Yes! It’s in Trustee Heather’s loft and people are still welcome to buy it before June 30th. We will announce a fire sale, so that we get every scrap of value out of the stock and to the Sussex University research fund before we close down. If you are interested in buying duck branded items (T shirts, book marks, pin badges and tea towels), please email us on fibroduckfoundation@gmail.com.

What will happen to the websites: fibroduck.com and fibroduckfoundation.com?

We are currently paying for a server to host these, and once the charity is closed, there will be no means of funding the server, so the web sites will be taken down. If you want information from those sites, please make sure you have downloaded what you need by the end of June. We’re happy for people to use and pass on the documents and posters we created, but please always credit the Fibroduck Foundation. We might not exist as a charity anymore, but that was our original work and took time and effort to create and the charity should be credited.

What will happen to the Fibroduck page on Facebook and the Fibroduck Foundation Private Fibromyalgia Support Group? What about the Twitter account?

We will be closing the Facebook support group on 30th June. We will keep the Fibroduck charity page going on Facebook for the time being, because we will use it to post links to results and news from the BSMS study.

We will be closing the Twitter account, because there is nobody to run it. We are not looking for volunteers to run our social media accounts; they need to be closed down as part of closing the charity down. BSMS research team can be followed on Twitter @BendyBSMS

Where will I be able to see the results of the BSMS study that we raised funds for?

We are making arrangements for a mini web site under the Fibroduck name. It will literally be a couple of pages. On it, we will post news and links to results, updates, and information

from the BSMS project. If the BSMS research team have any resources that are of use to patients, we will aim to offer links to those, too.

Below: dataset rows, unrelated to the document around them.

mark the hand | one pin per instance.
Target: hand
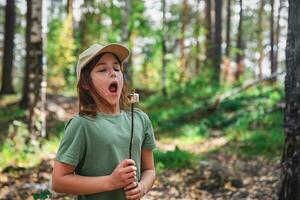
(123, 174)
(135, 190)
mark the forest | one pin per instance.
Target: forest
(219, 80)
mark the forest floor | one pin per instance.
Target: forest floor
(222, 176)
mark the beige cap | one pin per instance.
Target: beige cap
(85, 57)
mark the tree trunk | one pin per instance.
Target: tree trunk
(227, 62)
(290, 174)
(208, 32)
(277, 36)
(125, 38)
(163, 53)
(228, 27)
(10, 19)
(34, 64)
(218, 41)
(260, 37)
(272, 61)
(240, 47)
(197, 34)
(184, 21)
(69, 6)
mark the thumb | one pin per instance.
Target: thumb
(127, 162)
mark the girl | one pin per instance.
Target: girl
(91, 161)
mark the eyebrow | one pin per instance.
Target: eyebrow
(103, 63)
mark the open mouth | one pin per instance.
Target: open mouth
(113, 87)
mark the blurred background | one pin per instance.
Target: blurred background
(210, 76)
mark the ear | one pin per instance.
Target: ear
(84, 86)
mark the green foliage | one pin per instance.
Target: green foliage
(19, 149)
(45, 194)
(175, 159)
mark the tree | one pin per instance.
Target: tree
(226, 62)
(126, 37)
(164, 50)
(272, 55)
(218, 40)
(208, 32)
(290, 163)
(184, 19)
(197, 34)
(240, 46)
(260, 37)
(10, 19)
(277, 36)
(228, 28)
(34, 65)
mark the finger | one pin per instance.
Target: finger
(134, 191)
(129, 169)
(127, 162)
(131, 186)
(132, 197)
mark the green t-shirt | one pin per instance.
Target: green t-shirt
(97, 145)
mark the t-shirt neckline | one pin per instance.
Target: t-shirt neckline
(111, 115)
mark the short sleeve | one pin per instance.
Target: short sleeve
(149, 139)
(72, 145)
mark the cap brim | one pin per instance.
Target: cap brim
(119, 50)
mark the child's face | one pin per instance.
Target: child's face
(107, 71)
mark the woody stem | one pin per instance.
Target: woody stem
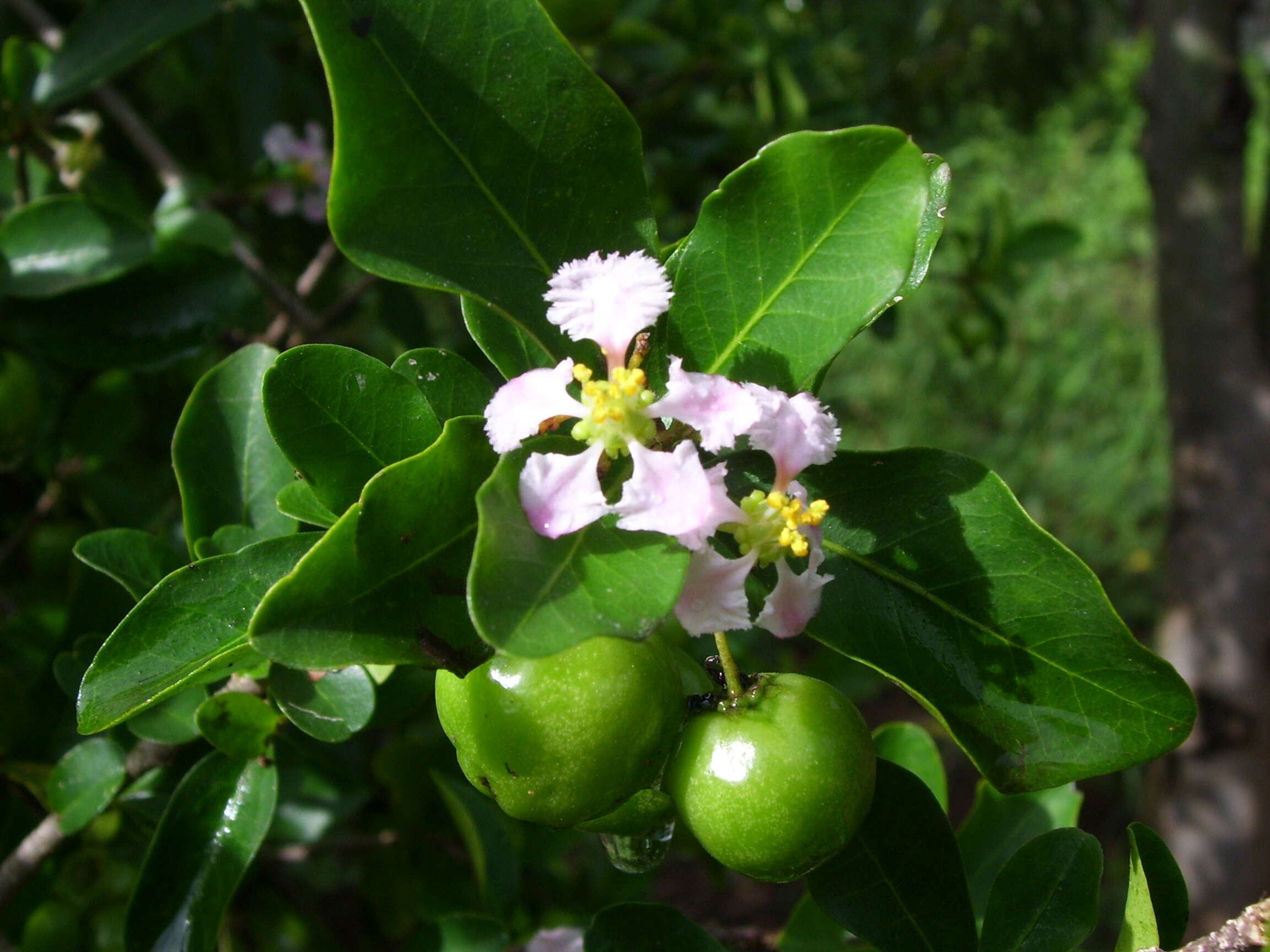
(729, 666)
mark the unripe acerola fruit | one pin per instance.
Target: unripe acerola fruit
(566, 738)
(776, 785)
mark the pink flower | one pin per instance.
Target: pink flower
(609, 300)
(795, 431)
(303, 168)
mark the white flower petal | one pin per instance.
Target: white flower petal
(795, 431)
(525, 402)
(719, 510)
(280, 143)
(719, 409)
(609, 300)
(794, 602)
(561, 494)
(667, 491)
(563, 938)
(313, 206)
(714, 593)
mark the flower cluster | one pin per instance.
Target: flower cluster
(303, 170)
(609, 300)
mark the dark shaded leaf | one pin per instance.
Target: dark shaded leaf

Why are your accounts not up to date?

Because, owing to personal circumstances, we have been able to do very little with the charity other than keep it ticking over. We have carefully kept all our notes, correspondence and bank statements, and will be assembling the outstanding accounts in time for closure on 30 June.

What are the steps for closing the charity?

Information on charity closure, all the steps and documents, are available on gov.uk.